Tourists visit the Palace Museum in Beijing this month. As the COVID-19 curve flattens in China, more museums are opening to the public. (Photo: Xinhua)
Actor Feng Yuanzheng used to spend most Spring Festival holidays at his workplace, The Beijing People's Art Theatre.
Founded in 1952, the well-regarded venue is a 20-minute walk from Wangfujing, a popular shopping street that missed the usual Spring Festival crowds this year because of the novel coronavirus outbreak.
On Jan 15, the theater began staging Family Reunion, in which Feng played the lead role of Wang Mantang, who devoted his life to repairing and protecting ancient buildings. The play spans four decades and centers on Wang's family life in a traditional alley in the capital.
Feng, who leads the theater's acting troupe, has played the role every Spring Festival for the past 15 years.

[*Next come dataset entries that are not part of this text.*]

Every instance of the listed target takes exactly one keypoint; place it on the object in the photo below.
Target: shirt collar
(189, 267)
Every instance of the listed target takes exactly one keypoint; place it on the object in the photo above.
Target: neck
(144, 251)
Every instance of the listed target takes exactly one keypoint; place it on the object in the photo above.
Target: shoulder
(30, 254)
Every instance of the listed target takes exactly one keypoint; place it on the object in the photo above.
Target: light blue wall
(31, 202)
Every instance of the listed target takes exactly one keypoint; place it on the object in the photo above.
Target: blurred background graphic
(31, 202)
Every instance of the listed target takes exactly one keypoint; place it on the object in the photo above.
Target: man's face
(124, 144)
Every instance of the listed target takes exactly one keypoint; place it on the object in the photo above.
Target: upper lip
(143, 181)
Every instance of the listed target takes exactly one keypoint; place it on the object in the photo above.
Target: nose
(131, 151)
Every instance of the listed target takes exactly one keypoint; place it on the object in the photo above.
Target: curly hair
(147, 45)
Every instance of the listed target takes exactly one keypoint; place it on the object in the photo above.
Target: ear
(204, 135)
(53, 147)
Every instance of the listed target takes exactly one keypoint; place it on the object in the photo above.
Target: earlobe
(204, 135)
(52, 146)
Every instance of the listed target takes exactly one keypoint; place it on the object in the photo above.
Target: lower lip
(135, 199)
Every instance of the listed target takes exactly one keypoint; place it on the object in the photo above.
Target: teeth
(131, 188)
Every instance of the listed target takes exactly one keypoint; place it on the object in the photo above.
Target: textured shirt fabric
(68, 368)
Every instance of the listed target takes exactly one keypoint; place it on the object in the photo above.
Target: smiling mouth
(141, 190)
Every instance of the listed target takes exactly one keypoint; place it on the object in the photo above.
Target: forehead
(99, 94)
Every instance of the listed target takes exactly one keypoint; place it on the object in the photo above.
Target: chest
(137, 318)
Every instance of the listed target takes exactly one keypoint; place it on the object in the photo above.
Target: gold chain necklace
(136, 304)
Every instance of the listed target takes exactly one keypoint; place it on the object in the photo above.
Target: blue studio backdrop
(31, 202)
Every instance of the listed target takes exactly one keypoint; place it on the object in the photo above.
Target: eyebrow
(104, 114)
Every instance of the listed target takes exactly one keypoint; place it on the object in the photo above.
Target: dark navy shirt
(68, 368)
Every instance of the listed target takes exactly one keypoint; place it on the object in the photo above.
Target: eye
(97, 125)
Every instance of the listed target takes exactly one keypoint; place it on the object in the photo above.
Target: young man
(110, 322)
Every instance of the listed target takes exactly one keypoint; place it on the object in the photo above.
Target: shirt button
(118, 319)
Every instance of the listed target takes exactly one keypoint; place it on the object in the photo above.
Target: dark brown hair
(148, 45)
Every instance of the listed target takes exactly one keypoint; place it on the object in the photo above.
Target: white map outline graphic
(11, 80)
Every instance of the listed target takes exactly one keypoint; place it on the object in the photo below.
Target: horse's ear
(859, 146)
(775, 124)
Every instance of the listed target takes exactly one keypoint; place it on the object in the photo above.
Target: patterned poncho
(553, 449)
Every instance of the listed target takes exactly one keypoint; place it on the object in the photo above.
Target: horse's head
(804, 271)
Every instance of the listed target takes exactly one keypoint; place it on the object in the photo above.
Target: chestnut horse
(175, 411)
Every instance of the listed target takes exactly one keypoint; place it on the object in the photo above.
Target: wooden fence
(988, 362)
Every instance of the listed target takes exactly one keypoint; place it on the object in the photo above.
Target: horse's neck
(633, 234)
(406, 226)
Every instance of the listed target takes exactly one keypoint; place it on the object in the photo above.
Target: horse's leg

This year's performances were due to run until Jan 30. However, on Jan 23, the day before Lunar New Year's Eve, Feng received a call from a colleague who told him the run was being canceled.
"At the time, I didn't know how serious the virus was. I noticed that many audience members were wearing face masks and the actors looked concerned," recalled Feng, a member of the 13th National Committee of the Chinese People's Political Consultative Conference.
He spent the holiday at home in Beijing with his wife, but the usual family gatherings were canceled.
The performing arts market pressed the "pause" button as a result of the pandemic. Theaters nationwide were closed to prevent the spread of the virus, with actors seeing jobs canceled and productions postponed.
"It was not until mid-February that we restarted our actor training courses, such as script readings, via online programs," Feng said.
"The pandemic not only forced us to undergo hardship but also caused theatergoers to avoid theaters. It has been a challenging experience for everyone."